Opinion
July 3, 1886.
In Rhode Island a bill in equity for an injunction is not demurrable for want of a verifying affidavit. A bill in equity asking discovery, but waiving an answer under oath, cannot be treated as a bill for discovery.
BILL IN EQUITY for discovery, an injunction, and to compel the transfer of realty. On demurrers to the bill.
William P. Sheffield, Charles H. Page, and Franklin P. Owen, for complainant.
Walter B. Vincent, for respondent.
The court is of the opinion that, under our practice, a bill for an injunction is not demurrable for want of an affidavit verifying the allegations upon which the injunction is asked, because our practice is not to issue an injunction ex parte without proof, either by affidavit of the party or otherwise, making a prima facie case for an injunction.

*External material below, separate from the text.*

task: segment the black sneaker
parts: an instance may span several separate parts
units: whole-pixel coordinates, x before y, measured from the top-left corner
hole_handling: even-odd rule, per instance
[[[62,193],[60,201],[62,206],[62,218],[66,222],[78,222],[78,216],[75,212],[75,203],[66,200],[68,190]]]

The court is also of the opinion that the bill is not demurrable for want of an affidavit, on the ground that it is a bill for discovery. The bill asks for discovery, but waives an answer under oath; the answer, therefore, will have simply the force of a plea under our statute. The court does not think that such a bill can be treated as a bill for discovery, and the jurisdiction sustained on that ground alone.
The bill makes allegations independent of any prayer for discovery, which, if established, would, in the opinion of this court, entitle the complainants to relief.
Nor does the court think that such laches appear on the face of the bill as make it evident that the complainant is not entitled to relief on the ground of laches. The respondent is alleged to have acted as agent of the complainants, and only recently to have claimed adversely to him.
The court thinks that the complainant is entitled to proceed to his proofs, and that the objections to the bill set up in the answer by way of demurrer should be overruled.